Deneyimsel Öğreti der ki; İnsanoğluna sınırlı verilen süreyi en konforlu yaşamanın yolu; süreyi unutmadan sorulan sorulara doğru cevap verebilmek. Doğru tepkiyi ortaya koyabilmek. Hayattaki işaretleri okuyabilmek tıpkı sınavdaki ipuçları gibi...  

Belli bir yolla, ilimle ilerleyebilmek, sınavın içeriğini bilmek gibi. Denemeden yanılmadan ilerleyebilmek ve her şeyin geçici olduğunu bilmek...

Doğru tepkiyi ver ve geç!

Hayat da bir sınav...Soruları ve cevapları olan... Süre verenin olduğu… "Doğru tepkiyi ver ve geç!" der sana hayat. Takılmadan insanların yapıp ettiklerine…

Ve en önemlisi de sınav anını bekleme, sınavdan geçmek için.  Sonuçlar senin elinde olamaz hiçbir zaman. Sen kuyudan suyu çek, kovanın dolmasına takılma.  

Hiçbir uçurtma tek başına uçamaz rüzgâr olmasa. 

Ona yön veren, havalandıran, şahlandıran, yere düşüren, canlandıran, büklüm büklüm eden olmasa…
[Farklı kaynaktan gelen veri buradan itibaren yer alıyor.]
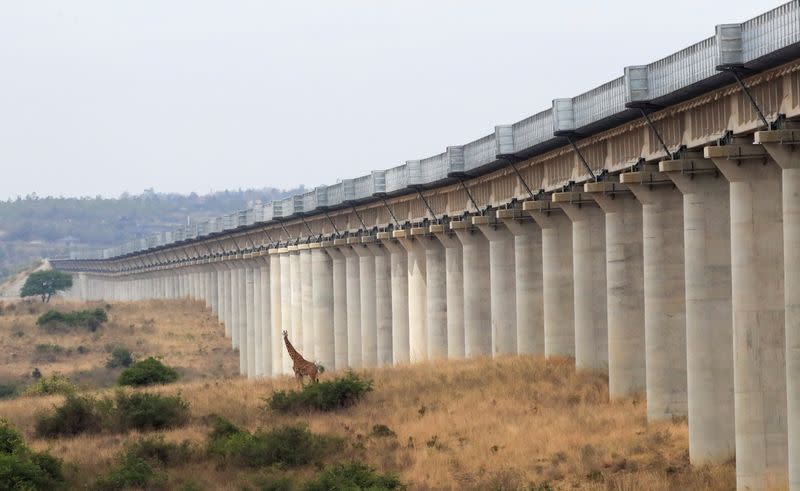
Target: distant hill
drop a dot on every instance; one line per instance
(34, 227)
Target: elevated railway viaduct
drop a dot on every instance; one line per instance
(649, 228)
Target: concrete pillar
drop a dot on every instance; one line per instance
(664, 293)
(757, 285)
(339, 272)
(235, 296)
(436, 297)
(266, 315)
(624, 287)
(477, 304)
(286, 307)
(227, 295)
(369, 328)
(296, 336)
(242, 301)
(353, 278)
(502, 276)
(258, 340)
(589, 279)
(398, 261)
(454, 283)
(417, 293)
(276, 304)
(219, 302)
(322, 293)
(557, 271)
(383, 301)
(709, 323)
(248, 338)
(306, 296)
(787, 157)
(528, 281)
(212, 289)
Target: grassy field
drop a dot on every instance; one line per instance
(508, 423)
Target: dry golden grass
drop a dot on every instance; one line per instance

Bu yüzden uçurtmanın hatırı yoksa da rüzgârı unutma,

Yön vereni unutma,

Yönlendireni unutma…




Deneyimsel Tasarım Öğretisi Hakkında




Yorumlar

Adsız dedi ki…
Ne kadar güzel anlatmışsınız hayatı ve sınavı.. süreyi unutmadan sınavda olduğumuzu unutmadan hayatta yol almamız gerektiğini.. Kaleminize sağlık..
Adsız dedi ki…
Doğru cevabı verip geçmek... Yön vereni ve yönlendireni unutmamak... emeğinize sağlık 💞
AKK dedi ki…
Kaleminize sağlık. Çok içten bir yazı. Umarım sınavın farkında oluruz. Umarım soruyu doğru anlarız. Ve umarım doğru cevabı verenlerden oluruz. Doğru cevabı verecek bilin açıklığı umuduyla...
GNS dedi ki…
Kaleminize sağlık
meryem dedi ki…
Vaktimiz bitmeden sorularımıza dogru cevap verebiliriz İnşAllah🤲🏻
Adsız dedi ki…
İnsan treni denizde götürmeye; gemiyi de tren rayına sokmaya çalışır…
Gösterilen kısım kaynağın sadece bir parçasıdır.